The cohesion of genre is an important foundation for Vanhoozer. The genre of the speech act gives the rules by which it is to be understood. These understood rules then allow the reader to know which game, in a sense, the speaker or author is playing. “I hope to show that what writing pulls asunder—author, context, text, reader—genre joins together” (339). This concept of genre as giving the rules for understanding is becoming common among evangelicals, but is still a helpful idea, especially as Vanhoozer uses it in his metanarrative. However, I am not convinced that Derrida and friends would find it very helpful, for genre has plenty of ambiguity of its own. How can it be known which genre is being used?
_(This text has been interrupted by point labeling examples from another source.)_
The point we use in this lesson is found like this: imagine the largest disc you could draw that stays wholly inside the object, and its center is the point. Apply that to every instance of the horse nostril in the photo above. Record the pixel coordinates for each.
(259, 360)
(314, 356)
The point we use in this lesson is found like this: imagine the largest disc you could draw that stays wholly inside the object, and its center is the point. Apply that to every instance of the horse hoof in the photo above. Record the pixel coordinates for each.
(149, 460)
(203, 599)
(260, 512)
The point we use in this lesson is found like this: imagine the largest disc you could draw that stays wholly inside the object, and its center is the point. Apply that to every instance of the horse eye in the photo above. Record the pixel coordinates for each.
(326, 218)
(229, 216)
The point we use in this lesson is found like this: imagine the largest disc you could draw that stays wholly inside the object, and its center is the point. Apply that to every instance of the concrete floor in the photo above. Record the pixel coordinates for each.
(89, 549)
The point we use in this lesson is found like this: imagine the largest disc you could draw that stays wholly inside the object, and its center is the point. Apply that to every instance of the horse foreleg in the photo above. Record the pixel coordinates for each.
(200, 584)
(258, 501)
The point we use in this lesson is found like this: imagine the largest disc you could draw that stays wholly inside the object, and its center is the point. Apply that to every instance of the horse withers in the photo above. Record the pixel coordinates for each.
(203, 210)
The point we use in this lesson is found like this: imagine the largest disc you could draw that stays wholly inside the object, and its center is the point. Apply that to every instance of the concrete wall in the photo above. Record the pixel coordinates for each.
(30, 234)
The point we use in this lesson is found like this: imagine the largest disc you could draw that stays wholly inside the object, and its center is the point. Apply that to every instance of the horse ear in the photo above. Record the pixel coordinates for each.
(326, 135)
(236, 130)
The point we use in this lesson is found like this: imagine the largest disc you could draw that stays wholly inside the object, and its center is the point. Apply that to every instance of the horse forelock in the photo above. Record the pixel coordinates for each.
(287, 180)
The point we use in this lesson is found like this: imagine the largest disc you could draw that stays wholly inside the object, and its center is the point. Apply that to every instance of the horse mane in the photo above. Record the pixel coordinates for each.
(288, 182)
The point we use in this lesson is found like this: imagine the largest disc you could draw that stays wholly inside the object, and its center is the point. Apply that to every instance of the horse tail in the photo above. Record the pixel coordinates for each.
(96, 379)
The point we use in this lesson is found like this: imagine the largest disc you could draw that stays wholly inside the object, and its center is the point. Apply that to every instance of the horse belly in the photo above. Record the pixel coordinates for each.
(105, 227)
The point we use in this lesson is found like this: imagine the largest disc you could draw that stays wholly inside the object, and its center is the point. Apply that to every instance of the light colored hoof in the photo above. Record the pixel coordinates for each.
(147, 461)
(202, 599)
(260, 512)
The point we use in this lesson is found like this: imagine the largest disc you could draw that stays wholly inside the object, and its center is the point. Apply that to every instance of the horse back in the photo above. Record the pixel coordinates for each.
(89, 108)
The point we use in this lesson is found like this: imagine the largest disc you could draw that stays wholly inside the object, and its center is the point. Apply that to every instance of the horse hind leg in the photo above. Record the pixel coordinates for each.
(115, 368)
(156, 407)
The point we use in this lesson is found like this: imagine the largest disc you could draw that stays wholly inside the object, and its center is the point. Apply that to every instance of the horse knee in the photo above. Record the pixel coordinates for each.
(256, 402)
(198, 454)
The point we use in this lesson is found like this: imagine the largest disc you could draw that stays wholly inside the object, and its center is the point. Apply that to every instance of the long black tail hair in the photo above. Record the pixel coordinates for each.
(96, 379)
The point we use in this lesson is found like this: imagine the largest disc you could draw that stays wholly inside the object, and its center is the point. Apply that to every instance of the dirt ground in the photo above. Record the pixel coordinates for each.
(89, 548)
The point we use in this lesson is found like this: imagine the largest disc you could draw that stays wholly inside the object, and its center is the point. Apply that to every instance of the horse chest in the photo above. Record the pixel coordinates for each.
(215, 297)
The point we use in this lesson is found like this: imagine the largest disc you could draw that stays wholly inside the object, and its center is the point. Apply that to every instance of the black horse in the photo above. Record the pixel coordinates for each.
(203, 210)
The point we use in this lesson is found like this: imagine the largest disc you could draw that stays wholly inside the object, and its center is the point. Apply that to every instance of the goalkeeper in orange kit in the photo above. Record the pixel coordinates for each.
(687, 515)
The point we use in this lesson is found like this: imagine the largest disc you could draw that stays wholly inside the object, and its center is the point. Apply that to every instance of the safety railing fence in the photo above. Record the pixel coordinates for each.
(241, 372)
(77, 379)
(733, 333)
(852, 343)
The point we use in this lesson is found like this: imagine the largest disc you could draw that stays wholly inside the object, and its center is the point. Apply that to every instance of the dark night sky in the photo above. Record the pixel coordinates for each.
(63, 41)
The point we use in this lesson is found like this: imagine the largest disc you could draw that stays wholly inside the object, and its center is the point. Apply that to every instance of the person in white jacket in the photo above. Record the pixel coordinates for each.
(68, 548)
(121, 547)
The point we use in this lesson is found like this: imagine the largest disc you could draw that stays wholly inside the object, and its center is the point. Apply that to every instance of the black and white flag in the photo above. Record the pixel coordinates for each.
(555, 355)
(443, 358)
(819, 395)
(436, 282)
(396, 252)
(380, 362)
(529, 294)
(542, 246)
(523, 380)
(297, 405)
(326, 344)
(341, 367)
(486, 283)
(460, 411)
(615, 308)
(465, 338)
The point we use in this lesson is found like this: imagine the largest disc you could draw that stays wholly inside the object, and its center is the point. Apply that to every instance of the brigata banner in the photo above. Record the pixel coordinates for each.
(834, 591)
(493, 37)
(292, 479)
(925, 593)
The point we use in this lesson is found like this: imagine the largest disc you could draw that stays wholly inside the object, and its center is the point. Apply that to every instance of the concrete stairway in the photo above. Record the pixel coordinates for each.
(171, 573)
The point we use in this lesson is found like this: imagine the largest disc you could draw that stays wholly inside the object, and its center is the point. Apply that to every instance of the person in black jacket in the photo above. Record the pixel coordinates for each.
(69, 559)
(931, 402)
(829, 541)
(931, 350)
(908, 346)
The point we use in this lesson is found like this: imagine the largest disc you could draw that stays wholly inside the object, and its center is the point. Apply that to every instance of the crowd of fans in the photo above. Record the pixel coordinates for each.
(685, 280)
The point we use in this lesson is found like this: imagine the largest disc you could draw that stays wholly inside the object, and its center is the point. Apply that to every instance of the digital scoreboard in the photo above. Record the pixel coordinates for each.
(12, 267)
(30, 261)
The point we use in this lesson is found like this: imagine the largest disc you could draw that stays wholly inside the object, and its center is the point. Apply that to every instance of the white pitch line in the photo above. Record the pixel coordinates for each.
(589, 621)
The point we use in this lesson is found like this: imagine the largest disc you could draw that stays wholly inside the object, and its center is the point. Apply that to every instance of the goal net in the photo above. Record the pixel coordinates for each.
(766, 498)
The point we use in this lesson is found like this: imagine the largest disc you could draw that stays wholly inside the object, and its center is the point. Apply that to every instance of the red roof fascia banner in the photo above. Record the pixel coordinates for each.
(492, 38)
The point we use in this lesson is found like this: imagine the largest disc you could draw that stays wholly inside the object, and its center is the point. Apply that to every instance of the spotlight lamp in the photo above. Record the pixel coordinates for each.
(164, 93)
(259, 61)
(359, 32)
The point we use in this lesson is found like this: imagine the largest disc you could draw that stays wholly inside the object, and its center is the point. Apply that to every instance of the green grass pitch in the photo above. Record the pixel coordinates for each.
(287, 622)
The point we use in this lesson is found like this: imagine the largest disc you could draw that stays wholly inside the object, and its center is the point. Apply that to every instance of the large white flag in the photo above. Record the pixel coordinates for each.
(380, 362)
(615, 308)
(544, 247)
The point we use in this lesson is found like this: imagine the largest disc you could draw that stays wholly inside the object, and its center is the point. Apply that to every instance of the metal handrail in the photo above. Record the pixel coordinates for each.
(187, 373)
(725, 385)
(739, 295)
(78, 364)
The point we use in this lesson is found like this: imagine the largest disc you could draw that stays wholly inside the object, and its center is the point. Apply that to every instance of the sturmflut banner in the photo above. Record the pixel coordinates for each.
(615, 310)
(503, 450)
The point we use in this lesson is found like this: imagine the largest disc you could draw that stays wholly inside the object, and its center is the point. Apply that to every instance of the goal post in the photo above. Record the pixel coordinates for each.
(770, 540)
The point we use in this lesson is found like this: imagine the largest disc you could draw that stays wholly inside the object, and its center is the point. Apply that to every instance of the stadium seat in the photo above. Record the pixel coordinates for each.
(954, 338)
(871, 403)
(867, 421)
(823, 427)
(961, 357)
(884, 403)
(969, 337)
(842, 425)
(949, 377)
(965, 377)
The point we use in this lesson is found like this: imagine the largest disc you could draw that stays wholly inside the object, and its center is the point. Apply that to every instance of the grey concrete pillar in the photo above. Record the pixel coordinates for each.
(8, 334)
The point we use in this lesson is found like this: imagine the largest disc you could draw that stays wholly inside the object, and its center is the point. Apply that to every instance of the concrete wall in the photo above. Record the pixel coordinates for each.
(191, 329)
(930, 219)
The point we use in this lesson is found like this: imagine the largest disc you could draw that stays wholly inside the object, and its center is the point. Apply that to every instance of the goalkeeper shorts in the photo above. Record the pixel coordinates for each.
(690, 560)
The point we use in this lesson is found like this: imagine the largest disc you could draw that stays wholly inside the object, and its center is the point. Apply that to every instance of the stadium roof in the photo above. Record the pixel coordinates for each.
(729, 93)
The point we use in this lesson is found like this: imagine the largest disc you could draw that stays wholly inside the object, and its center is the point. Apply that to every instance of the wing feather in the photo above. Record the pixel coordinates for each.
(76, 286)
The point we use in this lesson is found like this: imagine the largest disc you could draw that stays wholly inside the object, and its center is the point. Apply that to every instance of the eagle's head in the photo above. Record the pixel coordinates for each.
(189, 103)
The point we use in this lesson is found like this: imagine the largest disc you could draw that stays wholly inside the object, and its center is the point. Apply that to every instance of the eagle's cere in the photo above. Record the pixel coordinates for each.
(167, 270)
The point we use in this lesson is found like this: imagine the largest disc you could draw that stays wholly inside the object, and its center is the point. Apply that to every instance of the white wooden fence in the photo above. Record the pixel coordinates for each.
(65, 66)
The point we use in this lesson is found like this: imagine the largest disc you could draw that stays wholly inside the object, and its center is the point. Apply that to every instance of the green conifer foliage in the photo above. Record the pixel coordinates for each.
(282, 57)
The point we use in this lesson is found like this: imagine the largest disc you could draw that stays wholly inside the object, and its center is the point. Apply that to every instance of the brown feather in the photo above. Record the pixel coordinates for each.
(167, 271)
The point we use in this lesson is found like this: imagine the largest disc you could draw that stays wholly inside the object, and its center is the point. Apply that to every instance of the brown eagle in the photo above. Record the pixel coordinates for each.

What are the rules associated with each genre? How can one know the rules? How can it be known that the author was not modifying the rules for his specific purpose?

Vanhoozer constructively shows how resorting to an interpretive community to defend a non-realist from relativism does not work. While it is important to realize the effect of the interpretive community, there are several problems (378-379). First, it is possible that not only the interpreter but also the community could be wrong. In this case, an appeal to the community will not correct the wrong interpretation. A further problem is deciding which community to follow. Do I follow the community here or the one down the road? How does one decide which community to follow?

A minor positive aspect to the book is the excellent use of italics by Vanhoozer. I quickly learned that when he put a phrase or a sentence in italics, it was either important or helped to easily summarize a previous discussion. The skillful use of italics made the book easier to read, especially in the areas where I was beginning to get lost.

Vanhoozer is a good writer technically and can turn a phrase. While the book is quite dense, he does make it relatively fun to read. An example is that “there is more than one way to skin a text” (111).

While it is also a strength, one of the main drawbacks of the book is its sheer length and depth. The writing style is quite dense, and so it took some time to work through the argument of the book, and I felt like giving up at a few points when it seemed he was never going to get to his point. I actually read about a third of this book at one point prior to this reading but gave up at that time because of the amount of time it was taking to get through it. The book could have had a wider influence and greater appeal if it was more compact. It is almost seems as if Vanhoozer went too far to show that he understood the views he is writing against. Vanhoozer has a powerful argument in this book, but it is only fully effective if someone actually reaches his point at the end of the book.

A similar problem was that I had difficulties tracking his argument in the small picture. The metanarrative was clear, with its two balanced groups of three’s, but where exactly he was going in each individual chapter and how he was going to arrive at that specific destination was repeatedly obscure. I would often read a section and wonder either how it fit into the immediate context or how it contributed anything he had not already said elsewhere. Part of the problem lies with my lack of mastery of his argument, but more help from the author would have been appreciated to show the exact contours of his specific arguments as he repeatedly helped the reader with the direction of the metanarrative.  

In the same category, I encountered a parallel problem with the headings throughout the chapters. While the headings were designed to be helpful in tracing the flow of the argument (at least, I assume that was their purpose), there were so many different levels of headings and sub-headings that they actually caused me to become lost as I tried to discern whether this new section was subsidiary to the previous section or parallel or if it was a new section altogether. Either fewer headings or a clearer method of distinguishing the levels would have been helpful.

While Vanhoozer’s work is helpful for giving a foundation for thinking theologically while doing hermeneutics, there are also many unanswered questions for the interpreter. Vanhoozer claims that we need to believe in the Trinity, but does that need stop there? Are there are other doctrines that are needed to be followed as well? What does theological interpretation include?